The returning Jazz players also overcame early stumbles and won big road games during their playoff run, going 6-6 in their final 12 away games. They're counting on that improvement to carry over.

Corbin said it's critical that players get enough rest, eat right, receive proper treatment, focus on making perfect possessions and stick together. It's easy to fall apart in chaotic conditions, leading to the oft-discussed home-court advantage.

Shooting guard Gordon Hayward pointed out how important it is to avoid playing comeback ball, even though the Jazz became famous for doing that so many times his rookie season.

"It's going to be a challenge for us. I think it's going to challenge us to make sure we bring our won energy," Hayward said. "We're not going to have our fans, who are so tremendous to bring energy for us. We need to make sure that we get off to good starts. It's crucial on the road."

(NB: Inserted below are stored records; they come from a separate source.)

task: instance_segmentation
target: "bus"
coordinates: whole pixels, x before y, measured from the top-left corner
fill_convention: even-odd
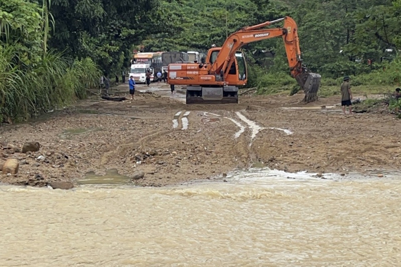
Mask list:
[[[148,64],[152,71],[150,80],[155,82],[157,72],[161,72],[163,63],[161,60],[161,55],[163,52],[138,53],[134,55],[135,64]]]

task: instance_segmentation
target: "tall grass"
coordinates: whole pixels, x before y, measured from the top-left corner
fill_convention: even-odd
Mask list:
[[[90,59],[73,61],[51,50],[28,65],[16,47],[0,46],[0,122],[27,119],[83,99],[100,77]]]

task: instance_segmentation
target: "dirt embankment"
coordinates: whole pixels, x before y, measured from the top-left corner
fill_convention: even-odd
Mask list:
[[[43,186],[116,168],[129,176],[142,170],[133,182],[160,186],[255,163],[290,172],[394,169],[401,154],[397,120],[319,108],[337,98],[305,105],[302,94],[246,96],[237,105],[186,106],[168,89],[157,93],[165,96],[138,95],[131,103],[95,97],[41,121],[2,126],[0,165],[16,158],[19,168],[0,182]],[[39,151],[22,153],[31,141]]]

Like his younger teammate, Mo Williams emphasized the importance of channeling that inner-strength and motivation. He credited the Utah crowd for giving the team a needed boost in Wednesday's 113-94 win over Dallas after a slow start, knowing full well that isn't about to happen in New Orleans, San Antonio or Memphis.

"You have to find your own energy. You have to find your own spirit," Williams said. "You have to execute even better. Mistakes have got to be minimized to win basketball games on the road."

Ignoring distractions is another necessity, Williams said. He smiled about even neglecting family and friends who occasionally cheer him on around the country.

"I've just got a way of tuning the fans out," he said, "and just focusing on the task at hand."

The Jazz can thank (or curse) the NBA schedule-maker for giving them plenty of early opportunities to practice that — and to catch teammates catching winks.

"We on the road — it's us against the world," center Al Jefferson said. "That's one thing about the road — we've got to stay together. It's a good challenge for us to start the season off like that, to let us know it's not starting off easy. We're going to stay together and just trust each other, and I believe that's going to bring us closer together."